I travel to see new places and learn about new cultures, but I also travel because I love trying new foods. So when I get that itch that it’s time to go somewhere new, or return to one of my favorite destinations, I whip up a dish that transports me back to that place.
These are some of my memorable dishes from my European travels:
We lived in Milan, a very fast-paced, industrialized city in Italy. The food in Milan is not what we Americans typically think of as Italian food. There are red checkered tablecloth restaurants (those are for the tourists down South), no meatballs (you won’t find these on many menus anywhere in the country), and very few red sauces. Just as Milan is hate couture, it is also haute cuisine. The food is very light, and very refined. The portions are small and the sauces are light, but the food is absolutely exquisite. The most authentic restaurant we found (highly recommended by our local friends) was Trattoria Milanese. They served a mouth-watering Cotoletta Milanese (basically the Italian version of schnitzel, another favorite of my kids). But the world’s most famous deli, Peck, served my most memorable dish of the city, Risotto di Zucca. Here at home, I often make it with butternut squash, which is easier to find and does a very good impression of a pumpkin. Peck also served an amazing pumpkin ravioli that was the perfect sweet/savory combination.
Risotto di Zucca
1 whole Butternut Squash, peeled, seeded, and diced (if you’re lucky, you can find it already cut for you)
Salt and pepper
1 tablespoon butter
1 tablespoon olive oil
1 medium shallot, diced
2 cups Arborio rice (you must use Arborio, it’s easy to find)
1/2 cup dry white wine
6 cups chicken broth
1 teaspoon salt
1/2 teaspoon black pepper
2 tablespoons fresh sage, chopped
1/4 cup cream (I use fat-free half-and-half)
1/2 cup shredded Parmesan cheese
Bring a large saucepan filled with water to boil over high heat. Add the butternut squash, lower to medium, and cook for about 20 minutes until tender. Drain. Make squash puree by adding the squash and about 1 cup of chicken broth to a food processor or blend, and process until it forms a smooth paste. Set it aside while you prepare the risotto.
Add the broth to a saucepan and keep it warm over low heat.
Add the butter and olive oil to a saucepan. Add the shallot and cook for 2 to 3 minutes or until translucent. Add Arborio rice and stir, cooking for 1 minute, to coat each grain.
Stir in the wine and cook for 1-2 minutes until most of it is absorbed.
Reduce heat to medium low and in one-cup increments, begin adding the broth, stirring for one minute after each addition. This will take 15-20 minutes but it’s important to do this process slowly so the rice cooks perfectly and becomes creamy.

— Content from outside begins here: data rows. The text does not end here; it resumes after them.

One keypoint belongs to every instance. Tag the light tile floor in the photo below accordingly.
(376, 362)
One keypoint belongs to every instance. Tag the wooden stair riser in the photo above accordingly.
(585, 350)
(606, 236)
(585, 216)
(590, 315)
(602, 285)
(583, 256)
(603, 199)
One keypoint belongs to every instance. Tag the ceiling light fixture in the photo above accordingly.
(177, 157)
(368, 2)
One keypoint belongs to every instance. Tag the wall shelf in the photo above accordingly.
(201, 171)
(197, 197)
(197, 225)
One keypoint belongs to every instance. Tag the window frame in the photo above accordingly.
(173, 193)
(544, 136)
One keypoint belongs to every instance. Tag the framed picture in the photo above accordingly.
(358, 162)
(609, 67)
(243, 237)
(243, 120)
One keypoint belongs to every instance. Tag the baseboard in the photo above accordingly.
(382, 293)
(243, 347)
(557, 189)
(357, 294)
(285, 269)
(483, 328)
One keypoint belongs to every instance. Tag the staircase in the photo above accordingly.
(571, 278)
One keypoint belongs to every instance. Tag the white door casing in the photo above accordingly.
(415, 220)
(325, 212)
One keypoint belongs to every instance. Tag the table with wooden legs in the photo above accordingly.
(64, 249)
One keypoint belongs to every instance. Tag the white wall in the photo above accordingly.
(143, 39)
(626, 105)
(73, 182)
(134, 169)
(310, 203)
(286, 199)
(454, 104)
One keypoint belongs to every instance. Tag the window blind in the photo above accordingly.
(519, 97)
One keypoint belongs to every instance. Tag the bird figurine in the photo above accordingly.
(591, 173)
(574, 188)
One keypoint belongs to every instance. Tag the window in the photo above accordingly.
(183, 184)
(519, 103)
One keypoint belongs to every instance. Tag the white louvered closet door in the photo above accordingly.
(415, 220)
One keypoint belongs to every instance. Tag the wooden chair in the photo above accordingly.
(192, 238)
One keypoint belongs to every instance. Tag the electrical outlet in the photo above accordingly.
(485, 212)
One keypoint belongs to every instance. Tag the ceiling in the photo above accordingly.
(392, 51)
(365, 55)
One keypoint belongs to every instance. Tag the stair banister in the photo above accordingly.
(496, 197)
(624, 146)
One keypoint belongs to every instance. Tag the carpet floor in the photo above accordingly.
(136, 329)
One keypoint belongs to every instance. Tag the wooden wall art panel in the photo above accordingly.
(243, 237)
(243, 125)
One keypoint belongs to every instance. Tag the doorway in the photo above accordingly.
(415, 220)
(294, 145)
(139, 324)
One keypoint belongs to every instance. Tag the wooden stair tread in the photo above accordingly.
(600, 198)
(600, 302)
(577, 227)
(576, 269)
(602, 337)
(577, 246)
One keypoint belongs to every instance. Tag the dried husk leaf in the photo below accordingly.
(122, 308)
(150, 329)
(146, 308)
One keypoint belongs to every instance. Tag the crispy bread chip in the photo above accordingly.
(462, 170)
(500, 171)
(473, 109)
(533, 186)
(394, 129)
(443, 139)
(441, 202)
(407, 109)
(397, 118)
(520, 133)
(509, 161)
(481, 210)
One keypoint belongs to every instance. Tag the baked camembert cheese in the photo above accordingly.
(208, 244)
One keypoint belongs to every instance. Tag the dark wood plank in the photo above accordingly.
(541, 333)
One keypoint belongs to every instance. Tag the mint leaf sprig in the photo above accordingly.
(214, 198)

Add salt, pepper and sage, stirring well. Stir in the cream, and once that’s heated through, stir in the butternut puree and Parmesan cheese. Taste and add more salt and pepper as needed.
Risotto, like pasta, should be served “al dente”. In Italian, this translates to “to the tooth”, which means it should have a bit of a firmness, or bite, to it.
Umbria is a comfortable place for me. Having lived in Italy, I know the language and I know how the country works (and doesn’t). Umbria is somewhat of throwback Italy for me, before it became so industrialized and touristy. In 2014, we rented a villa near Perugia, hired a personal chef. She emailed me to ask what dishes we’d specifically like to request, and without hesitation, I said “cinghiale ragu”. It’s wild boar (which we don’t get in this here parts) slow cooked in tomatoes and served over my favorite pasta, pappardelle. Although I can’t get wild boar to cook at home, I get the gamiest beef or pork I can find and try my best. Here’s a recipe for authentic Cinghiale ragu is you can find it.
We spent a lot of time in Germany when we lived in Europe. We loved the cleanliness and efficiency of the country and the sites presented quite a contrast to what we were used to in Italy. Because I had young kids at the time, it was often a struggle to find a good restaurant where the adults could try the local fare yet the menu also offered something more traditional for the kids. In Germany, it was schnitzel (basically one big chicken nugget) that won my kids over, but also the adults. It’s a much more refined, delicate preparation that more like chicken nugget haute cuisine.